The school described Jack as a born leader who is 'unbelievably considerate' of others. 'Jack was a core participant in the TY Prosper programme where his generosity, inclusivity and caring personality really came to light. That same year, he became an active member of the school's St Vincent de Paul committee and has been fundamental in driving this initiative ever since, which ensures in excess of 200 local families receive a Christmas food hamper every December.'
Jack said he was 'overwhelmed' to hear the kind words spoken about him. He said awards such as this can be a great boost for people. '
At Loreto Secondary School, Balbriggan, the award recipient was Sarah McKenna. 'The Transition Year students along with other year groups in the school recognise her for her friendliness and good humour and many of her peers have their own personal story of how she has personally included them in school life,' stated the school. Introducing the winner, fellow student Cliodhna Bowers underlined Sarah's encouraging and positive attitude.

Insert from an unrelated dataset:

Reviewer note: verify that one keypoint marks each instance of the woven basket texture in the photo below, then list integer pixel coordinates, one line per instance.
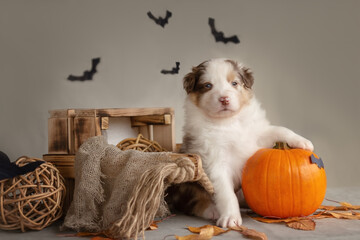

Sarah said: 'I really didn't expect it. I try my best to be friendly with everyone. I am so delighted. I don't really like to see people by themselves - it is nice to know someone is out there thinking of you.'
CEO of the Prosper Group Pat Reen said the organisation is keen to engage with young people on its story. Currently, Prosper Fingal provides services and supports to approximately 300 adults with an intellectual disability in north Dublin. It aims to promote and ensure service-users' full participation and inclusion in their own communities.
'We are 40 years a-going and we said we should look at the leaders of tomorrow and see how we can get them invested in the Prosper Fingal story. So, the schools project was formed, and we have selected five very fine schools,' said Mr Reen.
'All of the schools picked very different winners but what was common between them was they all found people in their school making a huge difference. And we know that those young people will go on to be great leaders in the community in the future and we are hoping they will bring the Prosper Fingal story with them.'
In tandem with the awards event, Prosper Fingal now has four ambassadors in each of the five participating schools, who are sharing information with peers on the work of the organisation.
'We have already been contacted by other schools to be part of this initiative because they see the value of it,' Mr Reen added.
The inaugural schools' project at Prosper Fingal is being coordinated by Lisa Stapleton.